E-prescriptions provide clinicians access to patients’ medical histories and illnesses, making it easier to spot any discrepancies. If a patient is allergic to sulfa products and a doctor recommends a sulfa-containing medication, the system sends an alarm message to the doctor.
Cons of E-Prescribing
Although e-prescribing removes inevitable mistakes, it also increases the likelihood of new errors as well as reintroduces issues comparable to those seen with traditional prescriptions. Most e-prescribing mistakes are caused by omitted or erroneous information, such as improper medicine selection, inappropriate patient, and incorrect guidance. Many studies have been undertaken to assess the accuracy of e-prescribing due to the early opposition and lack of acceptability on the side of physicians and pharmacists.
Clarification of Inaccuracies
One of the advantages of e-prescribing—more time for the pharmacist to deliver other services—is negated by the more fabulous time necessary to complete an e-prescription if there are mistakes. Research that compared conventional prescriptions to e-prescriptions discovered that e-prescriptions required more pharmacist engagement with the provider due to missing, erroneous, or ambiguous information. Errors related to e-prescriptions, like those associated with conventional prescriptions, are not always identified by the pharmacist, resulting in lower safety and patient damage. Recent research found that one in ten computer-generated prescriptions contained one pharmaceutical mistake, with one-third being potentially dangerous. This contradicts earlier findings that e-prescribing lowers avoidable medication mistakes, hence lowering patient damage. With such disparities, it is unclear whether the use of e-prescribing software reduces or increases mistakes.

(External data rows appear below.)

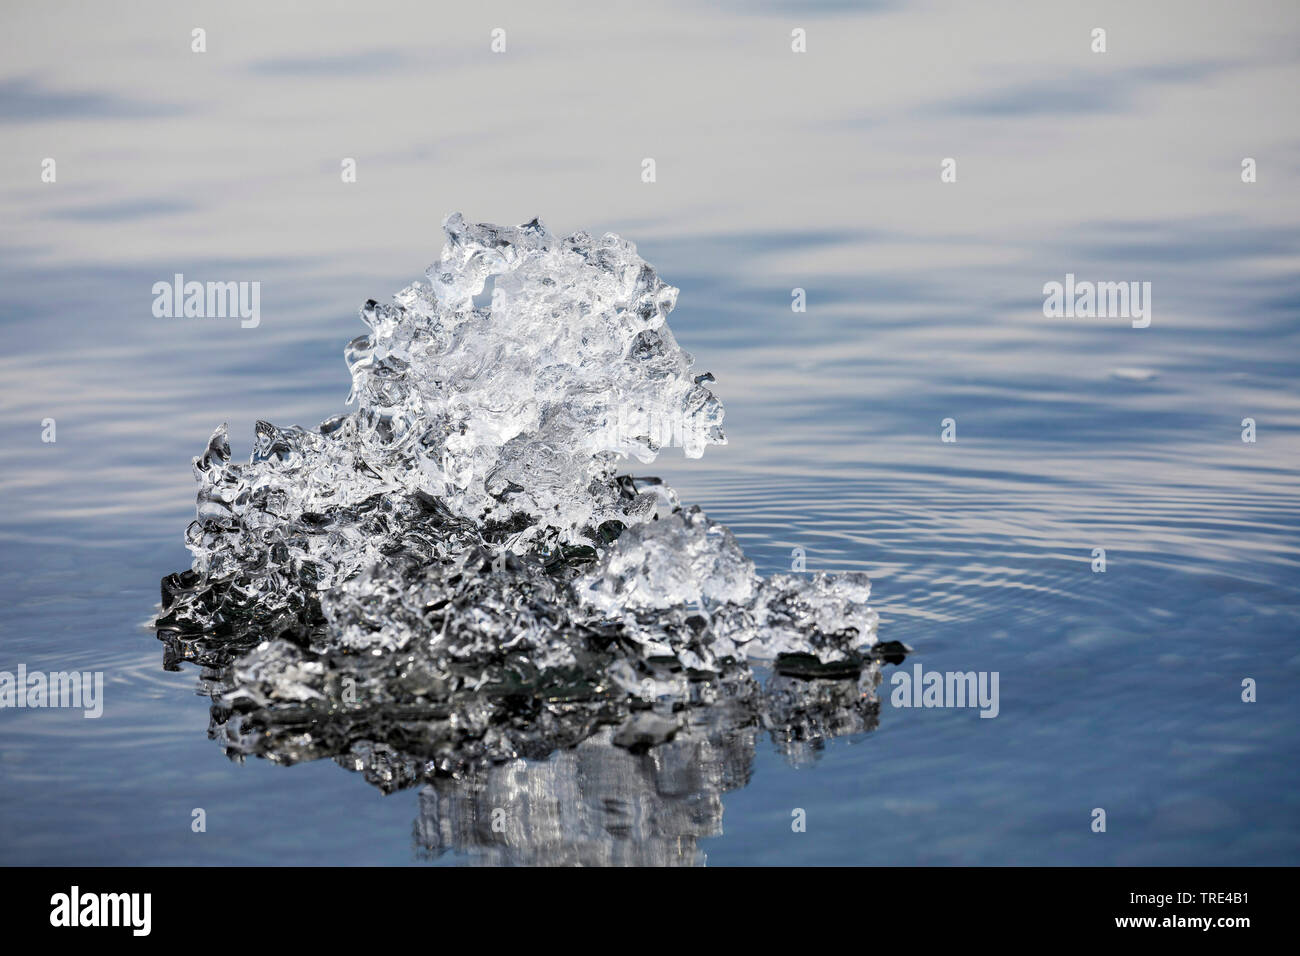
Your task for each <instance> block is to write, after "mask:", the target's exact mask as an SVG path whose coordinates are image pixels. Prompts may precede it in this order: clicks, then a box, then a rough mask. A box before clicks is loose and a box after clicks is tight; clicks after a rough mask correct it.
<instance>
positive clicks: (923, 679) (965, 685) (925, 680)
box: [889, 663, 1001, 717]
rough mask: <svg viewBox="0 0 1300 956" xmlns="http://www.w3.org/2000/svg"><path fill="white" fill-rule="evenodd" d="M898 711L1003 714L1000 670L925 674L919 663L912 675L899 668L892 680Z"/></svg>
mask: <svg viewBox="0 0 1300 956" xmlns="http://www.w3.org/2000/svg"><path fill="white" fill-rule="evenodd" d="M889 683H891V684H893V688H894V689H893V693H891V695H889V702H891V704H893V705H894V706H896V708H979V715H980V717H997V714H998V711H1000V709H1001V708H1000V705H998V697H997V684H998V671H924V670H922V667H920V665H919V663H915V665H913V667H911V672H910V674H909V672H907V671H905V670H902V669H900V670H897V671H894V672H893V675H892V676H891V678H889Z"/></svg>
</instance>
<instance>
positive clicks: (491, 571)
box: [157, 213, 876, 770]
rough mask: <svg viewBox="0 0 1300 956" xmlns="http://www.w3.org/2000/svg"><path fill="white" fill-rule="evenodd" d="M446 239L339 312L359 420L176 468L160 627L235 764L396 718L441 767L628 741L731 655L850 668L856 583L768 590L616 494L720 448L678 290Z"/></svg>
mask: <svg viewBox="0 0 1300 956" xmlns="http://www.w3.org/2000/svg"><path fill="white" fill-rule="evenodd" d="M443 228H445V232H446V245H445V247H443V251H442V259H441V260H439V261H438V263H435V264H434V265H433V267H430V268H429V271H428V273H426V281H424V282H416V284H413V285H411V286H408V287H407V289H403V290H402V291H400V293H398V294H396V295H395V297H394V302H393V303H391V304H380V303H376V302H373V300H370V302H368V303H367V304H365V306H364V307H363V310H361V317H363V320H364V323H365V324H367V325H368V328H369V332H368V334H365V336H361V337H359V338H356V339H354V341H352V342H351V343H350V345H348V346H347V350H346V358H347V364H348V368H350V369H351V375H352V392H351V395H350V399H348V401H350V402H355V403H356V406H357V407H356V410H355V411H354V412H351V414H350V415H344V416H339V418H334V419H330V420H328V421H325V423H322V424H321V425H320V427H318V428H316V429H304V428H299V427H296V425H295V427H291V428H278V427H276V425H270V424H268V423H264V421H259V423H257V425H256V429H255V432H256V433H255V440H253V449H252V455H251V458H250V460H248V462H247V463H238V462H234V460H231V453H230V445H229V440H227V434H226V428H225V425H222V427H220V428H218V429H217V431H216V432H214V433H213V436H212V438H211V440H209V442H208V446H207V449H205V450H204V453H203V454H201V455H199V457H198V458H195V459H194V472H195V476H196V479H198V481H199V494H198V515H196V519H195V520H194V522H192V523H191V524H190V527H188V529H187V533H186V540H187V545H188V548H190V550H191V553H192V555H194V562H192V567H191V570H190V571H187V572H181V574H175V575H169V576H168V578H166V579H164V581H162V610H161V614H160V617H159V620H157V627H159V633H160V637H162V639H164V640H165V641H168V644H169V653H170V654H172V656H174V657H175V658H188V659H196V661H200V662H204V663H208V665H212V666H220V667H221V669H222V670H221V676H220V679H218V680H217V682H216V683H214V687H217V688H218V692H220V695H221V700H220V706H221V708H226V709H229V710H230V713H235V711H239V713H243V718H240V719H237V721H234V722H233V723H231V734H234V736H233V737H231V739H233V740H238V741H242V743H234V744H231V747H233V748H234V749H239V750H240V752H242V750H243V748H246V747H247V739H246V737H244V736H242V735H240V732H238V731H237V724H238V726H243V724H248V726H260V727H263V730H261V731H260V732H259V734H257V736H259V737H260V736H265V735H266V734H268V731H266V728H269V727H274V726H277V723H278V722H279V721H281V719H289V722H290V726H295V722H296V719H298V718H296V717H292V715H291V714H296V713H298V711H299V710H303V709H305V710H307V711H309V713H312V714H315V718H313V719H315V721H316V722H317V726H318V724H320V721H321V714H322V713H324V714H328V715H329V717H330V719H339V721H343V723H344V724H347V723H348V722H352V721H360V722H361V724H364V726H368V727H373V724H374V722H376V721H377V719H378V718H377V717H376V711H374V708H378V709H380V713H386V709H391V708H394V706H396V708H398V710H399V711H400V713H403V714H407V715H408V718H407V719H408V722H409V721H416V719H419V721H422V723H420V724H419V730H411V728H407V730H403V731H402V735H403V739H404V740H409V739H412V737H419V739H421V740H424V741H425V745H424V749H425V750H428V753H426V757H428V766H430V767H434V769H437V770H448V769H451V770H454V769H456V767H459V766H463V765H465V763H474V762H481V761H491V760H503V758H511V757H513V756H517V754H519V753H521V752H528V750H529V749H533V750H536V749H538V748H541V749H542V750H546V749H547V748H546V747H542V741H547V747H555V745H562V744H563V743H564V741H569V743H573V740H571V737H573V735H575V734H577V736H576V740H581V739H584V736H582V735H581V734H580V730H581V728H582V727H585V728H586V731H588V732H590V731H591V728H593V727H597V726H603V724H607V723H611V722H615V723H616V722H619V721H624V719H625V721H628V723H627V724H625V727H624V732H623V735H621V736H619V735H615V737H614V739H615V741H619V740H624V741H628V745H637V741H642V740H645V739H646V737H647V735H649V737H654V736H655V735H656V734H660V732H662V727H659V726H658V724H654V722H653V721H651V722H650V723H646V719H647V718H646V717H645V715H643V714H642V715H640V717H638V715H637V714H634V713H632V709H630V708H632V705H633V704H637V705H642V704H646V702H647V701H649V702H653V704H655V706H659V708H662V706H664V705H666V702H667V705H668V706H669V709H671V708H672V706H677V708H680V706H688V708H689V706H694V705H707V704H711V702H714V700H716V698H718V696H719V692H720V689H723V688H724V687H725V682H735V680H742V682H748V680H750V676H749V671H748V666H746V661H750V659H757V661H776V662H780V661H781V659H785V661H787V662H788V663H789V662H792V661H793V662H796V665H792V666H796V669H802V670H805V671H806V672H807V675H809V676H819V678H820V676H826V675H827V674H831V672H835V671H836V669H840V670H842V671H845V672H848V671H854V672H855V670H859V669H861V667H863V666H865V665H866V662H867V657H868V656H870V652H871V646H872V645H874V644H875V630H876V615H875V613H874V611H872V610H871V609H870V606H868V605H867V600H868V597H870V581H868V580H867V578H866V575H862V574H848V575H841V576H826V575H811V576H794V575H777V576H774V578H770V579H766V580H764V579H762V578H761V576H759V575H758V574H757V572H755V570H754V564H753V562H750V561H749V559H748V558H746V557H745V554H744V553H742V551H741V549H740V546H738V545H737V542H736V538H735V537H733V536H732V533H731V532H729V531H728V529H727V528H725V527H723V525H722V524H718V523H715V522H711V520H710V519H708V518H707V516H706V515H705V514H703V512H702V511H699V510H698V509H695V507H692V509H686V510H682V509H681V506H680V502H679V501H677V496H676V494H675V493H673V492H672V490H671V489H669V488H667V485H663V484H662V483H660V481H658V479H642V477H629V476H625V475H619V473H617V471H619V466H620V463H624V462H627V459H628V458H629V457H630V458H636V459H637V460H638V462H641V463H649V462H651V460H654V459H655V457H656V455H658V453H659V451H660V450H663V449H664V447H667V446H675V445H676V446H681V447H682V450H684V453H685V454H686V455H688V457H699V455H701V454H702V453H703V450H705V447H706V446H707V445H716V444H724V442H725V438H724V436H723V431H722V421H723V407H722V405H720V403H719V401H718V399H716V398H715V397H714V394H712V392H711V390H710V389H708V388H707V384H708V382H711V381H712V376H711V375H708V373H693V369H692V365H693V359H692V356H690V355H689V354H688V352H685V351H682V349H681V347H680V346H679V345H677V342H676V339H675V338H673V336H672V332H671V330H669V328H668V325H667V323H666V317H667V315H668V312H669V311H671V310H672V308H673V306H675V303H676V298H677V290H676V289H673V287H672V286H668V285H666V284H664V282H663V281H662V280H660V278H659V277H658V274H656V273H655V271H654V269H653V268H651V267H650V265H649V264H646V263H645V261H643V260H642V259H641V258H640V256H638V255H637V251H636V247H634V246H633V245H632V243H630V242H627V241H625V239H621V238H619V237H617V235H614V234H606V235H603V237H602V238H599V239H594V238H591V237H590V235H588V234H585V233H575V234H573V235H569V237H567V238H563V239H556V238H555V237H552V235H551V234H550V233H549V232H547V230H546V228H545V226H543V225H542V224H541V222H538V221H537V220H533V221H532V222H528V224H525V225H521V226H508V228H507V226H494V225H482V224H480V225H473V224H468V222H465V221H464V220H463V219H461V216H460V215H459V213H456V215H452V216H448V217H447V220H446V222H445V224H443ZM710 682H712V683H710ZM344 687H351V689H352V692H354V693H357V692H359V693H360V697H359V700H363V701H365V704H363V705H361V709H360V711H357V710H356V708H355V706H352V705H351V704H348V700H347V697H346V696H343V695H344ZM722 696H724V697H725V693H722ZM521 697H526V698H530V700H533V701H534V704H533V705H529V708H532V710H529V708H524V709H525V710H529V713H530V714H532V717H533V718H534V719H536V721H539V722H541V723H539V724H528V726H525V723H526V722H525V723H520V722H519V721H517V719H516V718H517V711H519V709H520V706H521V705H520V698H521ZM556 701H563V704H559V705H558V704H556ZM556 706H558V708H559V710H556V709H555V708H556ZM285 708H289V709H290V710H291V714H290V715H289V717H287V718H286V711H285V710H283V709H285ZM537 708H541V710H538V709H537ZM322 709H324V710H322ZM359 714H363V715H364V719H363V718H361V717H359ZM547 714H549V717H546V715H547ZM663 719H669V718H663ZM391 721H396V724H393V726H404V724H403V722H402V721H400V719H398V718H391V715H389V717H385V718H383V719H382V721H380V722H381V723H383V726H385V727H390V723H391ZM571 723H572V724H575V726H573V727H569V726H568V724H571ZM435 727H441V730H434V728H435ZM529 727H530V730H529ZM547 727H549V730H547ZM390 728H391V727H390ZM317 734H320V735H321V736H322V737H326V736H328V735H326V734H325V732H324V731H322V730H318V731H317ZM530 735H532V736H530ZM272 736H273V735H272ZM344 736H346V735H344ZM412 747H415V745H413V744H412ZM307 749H311V748H307ZM415 749H416V750H421V748H420V747H415ZM421 752H422V750H421Z"/></svg>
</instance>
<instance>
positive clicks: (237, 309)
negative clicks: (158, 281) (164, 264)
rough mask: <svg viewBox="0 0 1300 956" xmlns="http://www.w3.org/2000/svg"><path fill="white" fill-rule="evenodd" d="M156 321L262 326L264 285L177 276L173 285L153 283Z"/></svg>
mask: <svg viewBox="0 0 1300 956" xmlns="http://www.w3.org/2000/svg"><path fill="white" fill-rule="evenodd" d="M153 316H155V317H156V319H227V317H229V319H235V317H238V319H242V321H240V323H239V325H240V326H242V328H244V329H256V328H257V325H259V324H261V282H186V281H185V276H183V274H182V273H179V272H178V273H175V276H174V277H173V278H172V281H170V282H155V284H153Z"/></svg>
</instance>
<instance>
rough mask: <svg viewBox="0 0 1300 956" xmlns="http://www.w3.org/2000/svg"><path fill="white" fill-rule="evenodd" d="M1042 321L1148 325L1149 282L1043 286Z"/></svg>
mask: <svg viewBox="0 0 1300 956" xmlns="http://www.w3.org/2000/svg"><path fill="white" fill-rule="evenodd" d="M1043 295H1044V299H1043V315H1044V317H1047V319H1131V320H1132V325H1134V328H1135V329H1145V328H1147V326H1148V325H1151V282H1091V281H1087V280H1086V281H1082V282H1078V281H1075V278H1074V273H1073V272H1067V273H1066V274H1065V282H1048V284H1045V285H1044V286H1043Z"/></svg>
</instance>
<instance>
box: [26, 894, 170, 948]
mask: <svg viewBox="0 0 1300 956" xmlns="http://www.w3.org/2000/svg"><path fill="white" fill-rule="evenodd" d="M152 910H153V895H152V894H139V892H136V894H83V892H82V891H81V887H78V886H74V887H72V890H69V891H68V892H65V894H55V895H53V896H51V897H49V925H51V926H66V927H77V926H126V927H130V930H131V935H135V936H147V935H149V930H151V929H152V922H153V920H152V918H151V917H152Z"/></svg>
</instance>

Issues with Software Design
The design characteristics of e-prescribing software like Practice Management Software may enhance the possibility of the problems mentioned above. Drop-down menus, bad screen design, and automated filling features have all been noted as possible causes of mistakes and, as a result, hazards to patient safety. Furthermore, since they need human recording and updating of prescriptions, as well as possible follow-up with providers to remedy gaps, inaccuracies, or lack of clarity, these design aspects may contribute to workflow issues. Furthermore, e-prescriptions may be sent at various periods rather than all at once. These delays affect the pharmacy’s workflow since a call to the provider’s office is required to confirm transmission and ensure that the order was delivered to the right pharmacy. Bundling—the simultaneous transmission of a large number of e-prescriptions—can cause workplace conflict since pharmacy employees must issue correct prescriptions in a timely way.
Other drawbacks of e-prescribing include the expenses of usage, such as set-up, maintenance, as well as transaction fees. E-prescribing software is less expensive for larger pharmacies, while smaller chains and individual pharmacies have to pay more. Some pharmacies can’t accept new prescriptions electronically, including many communities and mail-order ones.